This is it. As of Aug. 24, after 52 years of fighting and four years of negotiating, the Colombian government and the Revolutionary Armed Forces of Colombia, or FARC, have a peace accord. The FARC will cease to be one of the hemisphere’s largest generators of violence and will transition into a peaceful political movement. Already, the past 13 months have been the least violent period in Colombia since the conflict with the FARC began in 1964. And at midnight on Aug. 29, the government and the leftist guerrillas made it permanent, calling a definitive halt to all hostilities.
The negotiations took place with only a few ruptures or violations of the ground rules, but they weren’t easy.
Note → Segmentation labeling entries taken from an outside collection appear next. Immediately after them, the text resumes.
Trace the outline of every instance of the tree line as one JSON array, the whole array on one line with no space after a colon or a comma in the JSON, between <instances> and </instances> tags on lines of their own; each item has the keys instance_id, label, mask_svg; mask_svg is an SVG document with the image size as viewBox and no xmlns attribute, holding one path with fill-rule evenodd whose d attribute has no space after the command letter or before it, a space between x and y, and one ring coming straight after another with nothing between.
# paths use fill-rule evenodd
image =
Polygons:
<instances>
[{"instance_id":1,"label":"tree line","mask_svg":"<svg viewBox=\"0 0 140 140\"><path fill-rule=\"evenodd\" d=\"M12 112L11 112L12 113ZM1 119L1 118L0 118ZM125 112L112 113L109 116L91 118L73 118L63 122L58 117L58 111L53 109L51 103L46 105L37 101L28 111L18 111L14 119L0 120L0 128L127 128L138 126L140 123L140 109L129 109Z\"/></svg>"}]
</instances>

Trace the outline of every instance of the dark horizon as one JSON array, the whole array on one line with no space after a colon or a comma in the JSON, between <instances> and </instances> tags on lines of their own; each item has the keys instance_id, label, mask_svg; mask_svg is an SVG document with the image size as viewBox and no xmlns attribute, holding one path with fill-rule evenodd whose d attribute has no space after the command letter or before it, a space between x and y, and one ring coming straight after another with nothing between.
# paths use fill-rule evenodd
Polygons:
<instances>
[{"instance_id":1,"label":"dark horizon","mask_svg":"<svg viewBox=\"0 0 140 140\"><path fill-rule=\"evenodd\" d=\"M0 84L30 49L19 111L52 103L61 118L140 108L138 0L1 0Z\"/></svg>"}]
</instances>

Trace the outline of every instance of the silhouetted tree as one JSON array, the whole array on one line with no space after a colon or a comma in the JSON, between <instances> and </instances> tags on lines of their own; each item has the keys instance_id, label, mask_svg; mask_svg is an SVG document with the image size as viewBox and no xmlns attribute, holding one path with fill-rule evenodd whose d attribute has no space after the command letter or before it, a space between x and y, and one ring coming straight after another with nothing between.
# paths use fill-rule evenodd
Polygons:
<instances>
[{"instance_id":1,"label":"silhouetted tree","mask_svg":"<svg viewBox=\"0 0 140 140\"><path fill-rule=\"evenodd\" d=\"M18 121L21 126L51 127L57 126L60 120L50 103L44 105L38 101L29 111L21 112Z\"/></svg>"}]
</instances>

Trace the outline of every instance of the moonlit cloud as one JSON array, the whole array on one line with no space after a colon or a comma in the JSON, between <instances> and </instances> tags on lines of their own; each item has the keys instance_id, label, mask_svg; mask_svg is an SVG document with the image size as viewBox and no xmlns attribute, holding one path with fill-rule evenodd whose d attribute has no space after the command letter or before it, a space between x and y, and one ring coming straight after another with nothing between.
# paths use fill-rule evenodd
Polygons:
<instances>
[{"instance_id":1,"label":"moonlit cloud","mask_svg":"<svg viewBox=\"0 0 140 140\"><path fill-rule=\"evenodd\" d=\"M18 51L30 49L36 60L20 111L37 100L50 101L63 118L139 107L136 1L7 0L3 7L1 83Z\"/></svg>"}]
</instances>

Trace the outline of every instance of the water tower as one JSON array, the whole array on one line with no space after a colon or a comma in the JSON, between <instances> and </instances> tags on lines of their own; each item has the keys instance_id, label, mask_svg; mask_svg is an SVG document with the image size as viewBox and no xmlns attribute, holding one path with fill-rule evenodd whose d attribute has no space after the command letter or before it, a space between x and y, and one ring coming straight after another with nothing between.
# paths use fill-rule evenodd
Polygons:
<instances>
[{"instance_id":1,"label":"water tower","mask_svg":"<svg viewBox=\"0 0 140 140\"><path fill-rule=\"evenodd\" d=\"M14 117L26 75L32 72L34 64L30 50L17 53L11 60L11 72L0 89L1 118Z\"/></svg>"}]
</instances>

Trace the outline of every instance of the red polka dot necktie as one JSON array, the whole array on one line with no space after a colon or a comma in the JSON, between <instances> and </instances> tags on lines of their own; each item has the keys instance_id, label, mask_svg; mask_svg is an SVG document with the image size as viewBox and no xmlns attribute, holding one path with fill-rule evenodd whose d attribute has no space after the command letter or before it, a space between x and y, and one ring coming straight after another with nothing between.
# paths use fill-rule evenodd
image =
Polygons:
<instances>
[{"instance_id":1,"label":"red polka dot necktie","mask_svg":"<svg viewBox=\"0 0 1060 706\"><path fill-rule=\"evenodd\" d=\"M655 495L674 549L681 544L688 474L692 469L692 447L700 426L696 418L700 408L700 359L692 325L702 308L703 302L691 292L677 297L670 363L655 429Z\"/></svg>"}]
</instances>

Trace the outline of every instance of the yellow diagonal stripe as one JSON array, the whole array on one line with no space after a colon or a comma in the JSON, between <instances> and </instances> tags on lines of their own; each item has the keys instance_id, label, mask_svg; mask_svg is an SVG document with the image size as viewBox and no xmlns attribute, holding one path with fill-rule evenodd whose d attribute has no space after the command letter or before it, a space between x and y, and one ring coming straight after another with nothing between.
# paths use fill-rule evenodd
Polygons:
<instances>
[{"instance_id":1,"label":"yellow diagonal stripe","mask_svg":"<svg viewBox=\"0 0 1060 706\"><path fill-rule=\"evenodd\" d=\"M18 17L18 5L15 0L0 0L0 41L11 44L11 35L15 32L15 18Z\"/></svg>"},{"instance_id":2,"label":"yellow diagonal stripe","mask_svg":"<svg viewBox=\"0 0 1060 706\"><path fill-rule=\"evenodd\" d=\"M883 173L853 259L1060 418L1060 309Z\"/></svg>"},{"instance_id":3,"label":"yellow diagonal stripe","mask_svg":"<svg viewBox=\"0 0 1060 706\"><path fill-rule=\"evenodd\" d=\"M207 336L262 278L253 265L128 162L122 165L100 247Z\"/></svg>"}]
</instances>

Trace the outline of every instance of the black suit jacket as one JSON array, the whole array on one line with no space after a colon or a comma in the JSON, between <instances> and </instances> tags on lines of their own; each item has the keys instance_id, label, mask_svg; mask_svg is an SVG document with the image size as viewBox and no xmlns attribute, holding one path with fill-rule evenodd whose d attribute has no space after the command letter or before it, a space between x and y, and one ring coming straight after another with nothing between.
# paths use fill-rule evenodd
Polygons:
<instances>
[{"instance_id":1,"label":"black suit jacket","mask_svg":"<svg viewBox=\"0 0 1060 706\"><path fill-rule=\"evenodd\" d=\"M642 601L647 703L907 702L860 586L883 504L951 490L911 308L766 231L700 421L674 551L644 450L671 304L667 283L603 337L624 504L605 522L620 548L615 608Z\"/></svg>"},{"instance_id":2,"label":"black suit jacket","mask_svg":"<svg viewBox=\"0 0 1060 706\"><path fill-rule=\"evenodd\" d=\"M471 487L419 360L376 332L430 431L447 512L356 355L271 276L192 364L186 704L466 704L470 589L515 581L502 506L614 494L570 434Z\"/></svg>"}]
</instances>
The accord—297 legalistic pages of plans, promises and compromises—is the product of more than 50 rounds of 15-day talks in Havana, including a marathon of closed-door sessions near the end. The process was skillfully supported by Norway, Cuba and other countries, as well as the assiduous efforts of experts and subcommittees. Yet the talks may be remembered as the easy part compared to what lies ahead.
The very next step is for the FARC to hold its final conference in the Yari plains of south-central Colombia next week, where hundreds of the group’s leaders throughout the country must ratify the accord. This should happen smoothly, but it could also be the point at which we learn whether disagreements exist among the group’s midlevel leadership. There may be no objections to the accord at all; the FARC is a very hierarchical organization, and many leaders spent time as negotiators in Havana. But in July, the FARC leadership had to expel one unit—the 200-member 1st Front in Guaviare, just north of the Yari plains—after it voiced its opposition.